I.e., if I pthread_mutex_init(&some_addr, ...), I cannot then copy the bits from some_addr to some_other_addr and then pthread_mutex_lock(&some_other_addr). Hence not movable.
> Moving a mutex is otherwise non-sensical once the mutex is visible
What does "visible" mean here? In Rust, if you hold a mutable reference to an object, there are no other references to that object, hence it is safe to move.
I’m actually thinking of the sheer size of pthread mutexes. They are giant.
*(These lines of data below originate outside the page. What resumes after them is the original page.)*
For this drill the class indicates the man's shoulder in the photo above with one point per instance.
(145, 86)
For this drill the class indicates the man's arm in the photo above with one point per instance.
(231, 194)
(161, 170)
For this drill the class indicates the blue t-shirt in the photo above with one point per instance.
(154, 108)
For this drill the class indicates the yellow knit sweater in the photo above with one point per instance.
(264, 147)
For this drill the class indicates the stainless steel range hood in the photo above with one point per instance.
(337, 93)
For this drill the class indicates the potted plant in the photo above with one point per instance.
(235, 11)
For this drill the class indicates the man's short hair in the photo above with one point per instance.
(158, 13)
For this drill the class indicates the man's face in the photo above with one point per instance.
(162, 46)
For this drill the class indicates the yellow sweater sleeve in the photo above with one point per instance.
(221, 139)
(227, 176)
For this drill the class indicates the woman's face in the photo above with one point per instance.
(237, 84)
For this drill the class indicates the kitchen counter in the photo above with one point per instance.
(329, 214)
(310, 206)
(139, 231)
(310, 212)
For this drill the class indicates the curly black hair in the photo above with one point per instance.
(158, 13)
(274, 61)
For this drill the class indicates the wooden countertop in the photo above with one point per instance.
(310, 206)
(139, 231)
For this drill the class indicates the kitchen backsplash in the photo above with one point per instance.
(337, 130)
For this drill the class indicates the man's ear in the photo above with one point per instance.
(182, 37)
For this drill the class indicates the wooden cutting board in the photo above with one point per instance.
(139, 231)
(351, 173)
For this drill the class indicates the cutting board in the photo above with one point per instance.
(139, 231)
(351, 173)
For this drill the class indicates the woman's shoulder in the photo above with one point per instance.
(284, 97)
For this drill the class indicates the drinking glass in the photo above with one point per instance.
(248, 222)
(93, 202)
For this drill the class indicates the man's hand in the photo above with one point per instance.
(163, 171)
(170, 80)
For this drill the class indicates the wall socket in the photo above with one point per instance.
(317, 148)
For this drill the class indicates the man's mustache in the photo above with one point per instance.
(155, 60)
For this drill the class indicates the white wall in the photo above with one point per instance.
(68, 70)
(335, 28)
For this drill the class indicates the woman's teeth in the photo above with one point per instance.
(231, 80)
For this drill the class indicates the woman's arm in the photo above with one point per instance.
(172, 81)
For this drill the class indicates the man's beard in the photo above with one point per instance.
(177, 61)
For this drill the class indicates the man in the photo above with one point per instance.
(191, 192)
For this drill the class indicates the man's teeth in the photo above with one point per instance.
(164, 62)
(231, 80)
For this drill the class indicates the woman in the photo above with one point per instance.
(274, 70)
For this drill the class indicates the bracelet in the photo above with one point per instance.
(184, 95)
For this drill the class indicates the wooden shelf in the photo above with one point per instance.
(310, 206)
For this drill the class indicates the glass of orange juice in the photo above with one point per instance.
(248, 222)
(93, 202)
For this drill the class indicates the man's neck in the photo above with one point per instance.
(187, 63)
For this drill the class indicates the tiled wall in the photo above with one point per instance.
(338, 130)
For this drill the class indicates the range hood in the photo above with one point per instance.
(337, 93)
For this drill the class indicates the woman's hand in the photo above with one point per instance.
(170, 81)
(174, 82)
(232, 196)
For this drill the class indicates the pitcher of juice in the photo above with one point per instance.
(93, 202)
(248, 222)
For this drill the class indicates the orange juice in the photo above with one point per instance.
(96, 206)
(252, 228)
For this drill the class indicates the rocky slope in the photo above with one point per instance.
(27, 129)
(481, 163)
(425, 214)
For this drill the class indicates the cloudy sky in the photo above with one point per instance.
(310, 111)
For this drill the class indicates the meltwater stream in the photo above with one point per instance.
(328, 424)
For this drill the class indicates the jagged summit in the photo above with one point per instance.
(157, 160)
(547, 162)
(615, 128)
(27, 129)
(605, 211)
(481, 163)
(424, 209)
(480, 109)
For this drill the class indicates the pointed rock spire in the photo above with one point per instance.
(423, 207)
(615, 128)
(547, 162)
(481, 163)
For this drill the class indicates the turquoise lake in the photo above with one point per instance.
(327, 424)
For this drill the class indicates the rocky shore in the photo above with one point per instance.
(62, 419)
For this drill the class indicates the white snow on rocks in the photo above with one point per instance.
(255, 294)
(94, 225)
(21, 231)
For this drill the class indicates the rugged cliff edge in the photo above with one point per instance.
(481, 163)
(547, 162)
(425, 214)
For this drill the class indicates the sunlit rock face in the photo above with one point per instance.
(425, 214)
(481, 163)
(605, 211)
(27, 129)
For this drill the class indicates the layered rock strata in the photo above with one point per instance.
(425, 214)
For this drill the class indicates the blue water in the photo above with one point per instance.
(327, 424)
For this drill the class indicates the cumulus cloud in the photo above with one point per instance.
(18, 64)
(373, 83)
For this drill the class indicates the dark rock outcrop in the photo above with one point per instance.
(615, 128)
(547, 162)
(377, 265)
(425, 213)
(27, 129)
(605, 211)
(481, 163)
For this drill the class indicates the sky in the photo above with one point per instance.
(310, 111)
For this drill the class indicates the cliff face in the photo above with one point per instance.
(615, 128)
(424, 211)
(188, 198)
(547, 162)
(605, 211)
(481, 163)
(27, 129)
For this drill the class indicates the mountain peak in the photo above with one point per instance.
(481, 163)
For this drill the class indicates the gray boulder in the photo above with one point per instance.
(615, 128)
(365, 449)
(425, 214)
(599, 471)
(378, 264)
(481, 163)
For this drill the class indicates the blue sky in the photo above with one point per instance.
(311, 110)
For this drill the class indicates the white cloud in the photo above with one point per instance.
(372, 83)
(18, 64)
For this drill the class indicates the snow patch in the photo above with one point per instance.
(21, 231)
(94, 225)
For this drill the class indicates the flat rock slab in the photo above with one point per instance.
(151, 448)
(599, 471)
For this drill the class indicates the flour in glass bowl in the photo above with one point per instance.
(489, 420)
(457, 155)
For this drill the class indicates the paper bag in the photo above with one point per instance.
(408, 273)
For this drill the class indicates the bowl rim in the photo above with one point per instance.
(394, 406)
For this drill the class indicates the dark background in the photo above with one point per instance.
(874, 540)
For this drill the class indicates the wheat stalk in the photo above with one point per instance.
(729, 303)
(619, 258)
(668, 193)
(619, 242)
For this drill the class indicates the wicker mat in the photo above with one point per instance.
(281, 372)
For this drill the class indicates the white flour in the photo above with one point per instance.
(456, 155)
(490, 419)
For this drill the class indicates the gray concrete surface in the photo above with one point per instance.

The issue says that they wanted something small, efficient, and const constructible. Pthread mutexes are too large for most applications doing fine-grained locking.
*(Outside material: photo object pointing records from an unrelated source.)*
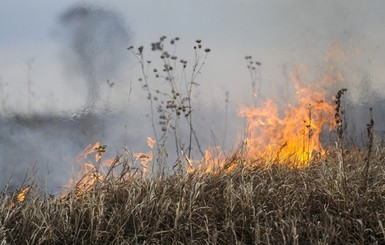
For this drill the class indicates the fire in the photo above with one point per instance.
(291, 136)
(145, 158)
(90, 173)
(20, 196)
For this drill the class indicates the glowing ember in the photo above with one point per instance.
(20, 197)
(291, 136)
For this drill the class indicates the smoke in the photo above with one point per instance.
(45, 145)
(95, 40)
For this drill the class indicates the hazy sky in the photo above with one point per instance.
(278, 33)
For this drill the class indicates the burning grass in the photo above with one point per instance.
(274, 205)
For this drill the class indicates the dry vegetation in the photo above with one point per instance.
(338, 199)
(316, 205)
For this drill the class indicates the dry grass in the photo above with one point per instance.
(258, 206)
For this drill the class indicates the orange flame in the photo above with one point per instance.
(292, 136)
(20, 196)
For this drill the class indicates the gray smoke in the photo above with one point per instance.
(45, 145)
(95, 40)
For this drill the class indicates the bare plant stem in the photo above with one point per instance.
(369, 127)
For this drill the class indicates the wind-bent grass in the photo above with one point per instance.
(277, 205)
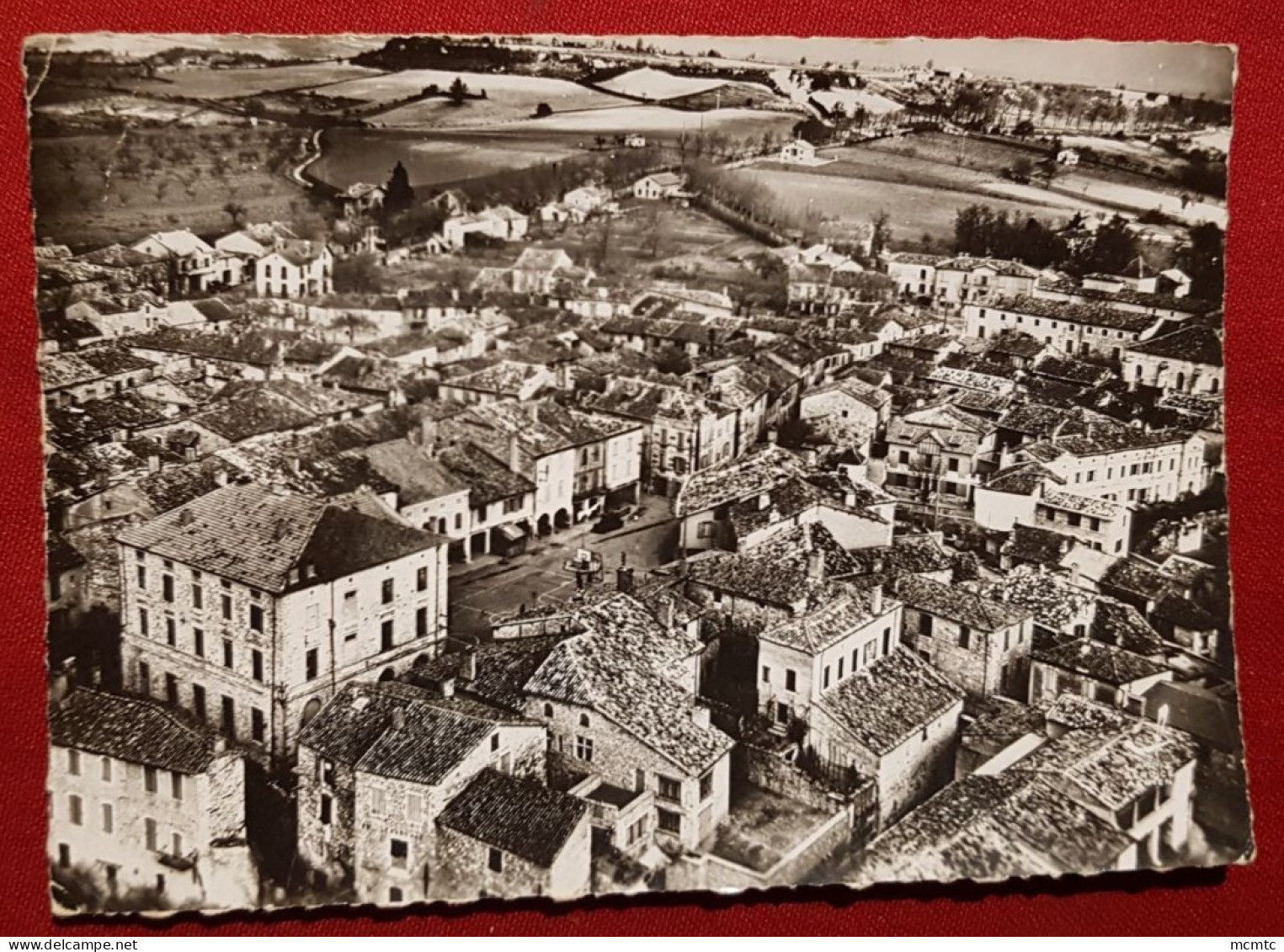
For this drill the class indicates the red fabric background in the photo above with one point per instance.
(1239, 902)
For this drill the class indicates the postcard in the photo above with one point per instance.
(560, 466)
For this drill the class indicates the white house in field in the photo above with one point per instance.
(799, 152)
(296, 269)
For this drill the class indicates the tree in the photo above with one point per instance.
(237, 212)
(357, 274)
(398, 195)
(655, 230)
(672, 359)
(1203, 261)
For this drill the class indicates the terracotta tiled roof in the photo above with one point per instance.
(131, 731)
(516, 816)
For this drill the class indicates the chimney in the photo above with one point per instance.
(816, 565)
(428, 435)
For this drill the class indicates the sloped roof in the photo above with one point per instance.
(131, 731)
(1193, 343)
(516, 816)
(958, 604)
(262, 538)
(359, 729)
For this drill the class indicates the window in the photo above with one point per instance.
(229, 716)
(668, 788)
(400, 852)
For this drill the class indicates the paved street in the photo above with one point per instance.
(489, 587)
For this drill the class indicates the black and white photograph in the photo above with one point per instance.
(493, 467)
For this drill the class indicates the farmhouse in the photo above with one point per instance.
(297, 269)
(361, 199)
(501, 223)
(799, 152)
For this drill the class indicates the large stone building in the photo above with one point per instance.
(251, 609)
(140, 800)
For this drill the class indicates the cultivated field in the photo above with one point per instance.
(519, 93)
(98, 189)
(360, 156)
(657, 85)
(235, 83)
(136, 108)
(686, 239)
(916, 208)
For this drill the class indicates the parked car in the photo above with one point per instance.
(609, 523)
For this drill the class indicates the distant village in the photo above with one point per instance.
(552, 584)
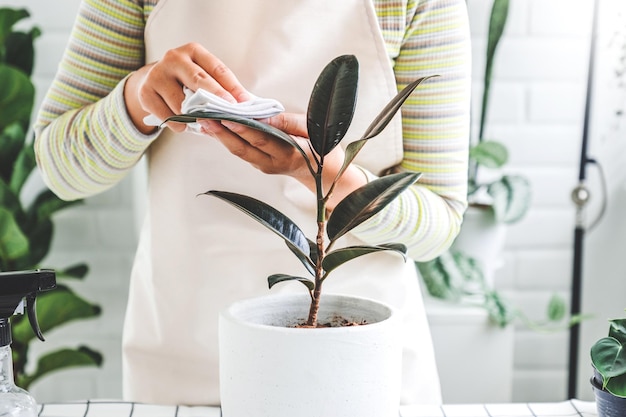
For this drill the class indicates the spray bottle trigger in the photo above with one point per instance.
(31, 304)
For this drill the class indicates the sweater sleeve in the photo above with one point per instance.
(85, 141)
(435, 41)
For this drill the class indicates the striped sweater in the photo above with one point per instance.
(85, 144)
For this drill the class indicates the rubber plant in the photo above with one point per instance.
(329, 114)
(608, 356)
(26, 229)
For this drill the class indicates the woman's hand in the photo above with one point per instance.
(157, 88)
(271, 155)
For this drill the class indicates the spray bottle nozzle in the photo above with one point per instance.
(24, 285)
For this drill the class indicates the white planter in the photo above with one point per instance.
(268, 369)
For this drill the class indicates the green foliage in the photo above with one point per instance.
(510, 194)
(330, 112)
(608, 356)
(26, 230)
(506, 196)
(457, 277)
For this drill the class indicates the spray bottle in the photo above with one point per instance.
(18, 289)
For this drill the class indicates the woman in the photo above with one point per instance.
(128, 59)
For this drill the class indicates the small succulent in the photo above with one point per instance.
(330, 112)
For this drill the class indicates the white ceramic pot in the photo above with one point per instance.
(269, 369)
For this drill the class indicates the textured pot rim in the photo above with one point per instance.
(230, 313)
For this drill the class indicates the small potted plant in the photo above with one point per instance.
(608, 357)
(271, 362)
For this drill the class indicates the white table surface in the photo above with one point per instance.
(103, 408)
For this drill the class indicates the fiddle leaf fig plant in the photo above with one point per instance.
(329, 114)
(608, 356)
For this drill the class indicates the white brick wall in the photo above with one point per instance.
(536, 109)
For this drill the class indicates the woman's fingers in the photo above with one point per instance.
(160, 89)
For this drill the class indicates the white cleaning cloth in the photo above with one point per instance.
(202, 100)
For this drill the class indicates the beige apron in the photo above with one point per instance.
(197, 254)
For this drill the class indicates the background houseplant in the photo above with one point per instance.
(496, 199)
(26, 227)
(608, 357)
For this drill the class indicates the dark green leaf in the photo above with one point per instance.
(617, 386)
(617, 330)
(17, 95)
(389, 111)
(276, 278)
(56, 308)
(251, 123)
(609, 357)
(59, 360)
(511, 198)
(13, 242)
(338, 257)
(497, 22)
(332, 103)
(269, 217)
(489, 153)
(367, 201)
(8, 18)
(378, 125)
(307, 261)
Seems like the simple solution to this problem would be to have both, no?
A simple native lock in the standard library along with a nicer implementation (also in the standard library) that depends on the simple lock?
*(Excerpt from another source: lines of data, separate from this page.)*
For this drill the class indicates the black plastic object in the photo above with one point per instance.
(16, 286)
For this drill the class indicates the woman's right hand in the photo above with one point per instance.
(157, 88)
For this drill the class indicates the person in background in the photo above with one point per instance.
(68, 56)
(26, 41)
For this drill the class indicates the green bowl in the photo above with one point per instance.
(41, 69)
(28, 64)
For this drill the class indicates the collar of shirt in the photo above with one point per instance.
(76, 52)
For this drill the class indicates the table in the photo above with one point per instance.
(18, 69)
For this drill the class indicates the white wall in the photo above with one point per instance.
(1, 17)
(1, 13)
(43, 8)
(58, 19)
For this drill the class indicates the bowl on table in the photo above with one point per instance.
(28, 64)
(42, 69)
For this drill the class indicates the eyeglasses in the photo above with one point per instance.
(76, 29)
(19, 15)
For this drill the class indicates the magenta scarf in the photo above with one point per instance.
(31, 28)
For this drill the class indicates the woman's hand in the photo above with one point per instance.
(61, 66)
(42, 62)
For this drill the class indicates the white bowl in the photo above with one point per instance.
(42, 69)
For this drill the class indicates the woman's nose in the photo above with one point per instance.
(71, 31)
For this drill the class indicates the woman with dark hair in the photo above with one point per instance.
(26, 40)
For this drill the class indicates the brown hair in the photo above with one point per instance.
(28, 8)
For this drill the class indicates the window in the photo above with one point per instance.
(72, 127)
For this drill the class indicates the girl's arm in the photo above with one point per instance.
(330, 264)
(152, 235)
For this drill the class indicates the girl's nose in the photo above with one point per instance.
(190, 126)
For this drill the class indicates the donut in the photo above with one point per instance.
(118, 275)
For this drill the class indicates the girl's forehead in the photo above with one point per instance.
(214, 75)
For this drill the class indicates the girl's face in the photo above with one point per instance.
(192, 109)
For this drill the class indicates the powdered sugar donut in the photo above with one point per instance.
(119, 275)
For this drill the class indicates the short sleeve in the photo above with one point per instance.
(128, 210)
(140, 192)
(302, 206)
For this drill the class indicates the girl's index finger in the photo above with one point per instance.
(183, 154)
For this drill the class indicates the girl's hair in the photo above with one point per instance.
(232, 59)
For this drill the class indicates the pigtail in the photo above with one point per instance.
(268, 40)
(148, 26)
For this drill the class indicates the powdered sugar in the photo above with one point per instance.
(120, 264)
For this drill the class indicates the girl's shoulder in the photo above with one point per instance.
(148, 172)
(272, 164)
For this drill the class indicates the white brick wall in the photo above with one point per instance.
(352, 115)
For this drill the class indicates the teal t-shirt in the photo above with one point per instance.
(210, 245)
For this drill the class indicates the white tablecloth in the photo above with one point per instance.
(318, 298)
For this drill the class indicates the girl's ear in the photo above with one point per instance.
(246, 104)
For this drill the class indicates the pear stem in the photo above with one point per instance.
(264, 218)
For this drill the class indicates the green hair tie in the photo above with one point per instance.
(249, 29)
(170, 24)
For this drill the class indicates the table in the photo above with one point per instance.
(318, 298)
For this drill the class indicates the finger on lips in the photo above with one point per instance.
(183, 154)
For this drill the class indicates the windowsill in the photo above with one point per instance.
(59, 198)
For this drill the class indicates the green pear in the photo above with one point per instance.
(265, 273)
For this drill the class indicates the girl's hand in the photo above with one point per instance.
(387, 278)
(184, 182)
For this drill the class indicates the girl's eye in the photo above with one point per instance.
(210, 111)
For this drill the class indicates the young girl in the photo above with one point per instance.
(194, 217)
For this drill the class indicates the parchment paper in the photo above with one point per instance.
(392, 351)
My takeaway is that the documentation should make more explicit recommendations depending on the situation -- i.e., people writing custom allocators should use std mutexes; most libraries and allocations that are ok with allocation should use parking_lot mutexes; embedded or libraries that don't want to depend on allocate should use std mutexes. Something like that.
Author of the original WTF::ParkingLot here (what rust’s parking_lot is based on).
I’m surprised that this only compared to std on one platform (Linux).
The main benefit of parking lot is that it makes locks very small, which then encourages the use of fine grained locking. For example, in JavaScriptCore (ParkingLot’s first customer), we stuff a 2-bit lock into every object header - so if there is ever a need to do some locking for internal VM reasons on any object we can do that without increasing the size of the object
> The main benefit of parking lot is that it makes locks very small, which then encourages the use of fine grained locking. For example, in JavaScriptCore (ParkingLot’s first customer), we stuff a 2-bit lock into every object header - so if there is ever a need to do some locking for internal VM reasons on any object we can do that without increasing the size of the object
IMHO that's a very cool feature which is essentially wasted when using it as a `Mutex<InnerBlah>` because the mutex's size will get rounded up to the alignment of `InnerBlah`. And even when not doing that, afaict `parking_lot` doesn't expose a way to use the remaining six bits in `parking_lot::RawMutex`. I think the new std mutexes made the right choice to use a different design.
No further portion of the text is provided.